Not at all! I didn’t feel like there was
a gap of 15 years. It was like I had shot day before yesterday, taken a break
for a day and was back on the set. I have grown up in the studios. My only
worry was how my children would cope up, and they did very well, thanks to my
husband, Boneyji, who stood by me and babysat.
Are you planning other films too?
It depends on what kind of script I get. It should excite me in the same way that ‘English Vinglish’ did. Most importantly, I should not feel awkward to show my films to my children or my husband. I am very clear with what I want, what I am able to do and what is comfortable for me. Those who approach me should also be clear about what I will be comfortable with. I would like to do more films in the South where I started my career. Chennai is my hometown and I always feel secure there. Tamil films are superb now, often made with newcomers and technically advanced.
Do you like what Bollywood has to offer?
We watch movies together at the cinema, as a family. I saw ‘The Dirty Picture’, ‘Kahaani’ and ‘Vicky Donor’ recently and really enjoyed them.
Do you feel the burden of expectations that come from your fan following and earlier work?
Yes, and it should be there. That makes me responsible and I hope and pray that I don’t disappoint my fans because whatever I am is because of them. I hope they like this film.
Looking back, which of your own films are you most proud of?
There are some films that stand out and gave me a good opportunity. ‘Moondram Pirai’ (‘Sadma’), ‘Mr India’, ‘Nagina’, ‘Lamhe’, ‘Chandni’ and ‘Chalbaaz’ are films that are very dear to my heart.
What do you do to unwind and keep fit?
I love sports, especially playing tennis with my daughters. I also love swimming. I go to the gym, do yoga and walk a lot. We travel often. I usually exercise for two days and then am travelling for four days. I love travelling, especially to London, Paris, Delhi and Madras. In order to unwind, I just like to be myself in my room. At that time, I don’t want to do anything, not even answer a phone call. I like to be quiet and listen to music. I love all Tamil music and my husband and I both enjoy old Hindi film music. I also love to paint.
What role does painting play in your life?
It is my hobby. Whatever I have painted so far I have given as gifts to my friends or the paintings are hanging in my house. All the paintings in this room are by me. The one of Michael Jackson upstairs I did for my daughter. I like oil paintings but it takes time, sometimes months. I started painting when I was acting. After shooting, I would paint. I don’t have any training. Then when I started helping my daughters in school, the teachers encouraged me. I used to go to school to teach painting. It’s very calming. I feel such a high before starting a painting and it feels so good when it comes out right.
Do you miss anything about Chennai?
I miss Pongal and Maatu Pongal. I miss sugarcane, which I am crazy about. I am very proud to be South Indian and have great memories of being brought up in Madras. I still have a home there. Madras has changed a lot though – it’s become very happening.
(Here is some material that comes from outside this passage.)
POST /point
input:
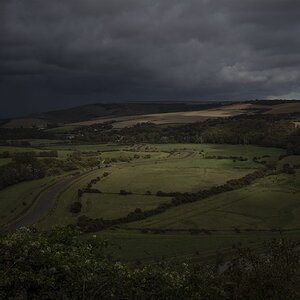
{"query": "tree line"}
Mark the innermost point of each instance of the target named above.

Looking back, any regrets?
Look, in order to get something you have to lose something. You can’t have everything in life. So I am happy with what I got. I lost out on going to school, college and college life but I got into the film industry and worked without a gap – from child actor I went straight to heroine. There was no time to think and I was grateful for it.
What if your daughters want to act?
Why not? After all, whatever little achievement I have is from this industry, but right now I want them to study. Once they finish their studies, we will see what is in their minds. However, I do hope that my daughters don’t have to give up anything: they should get everything.
‘English Vinglish’ will premier at the Toronto International Film Festival on
September 14 and is scheduled to release in India on October 5.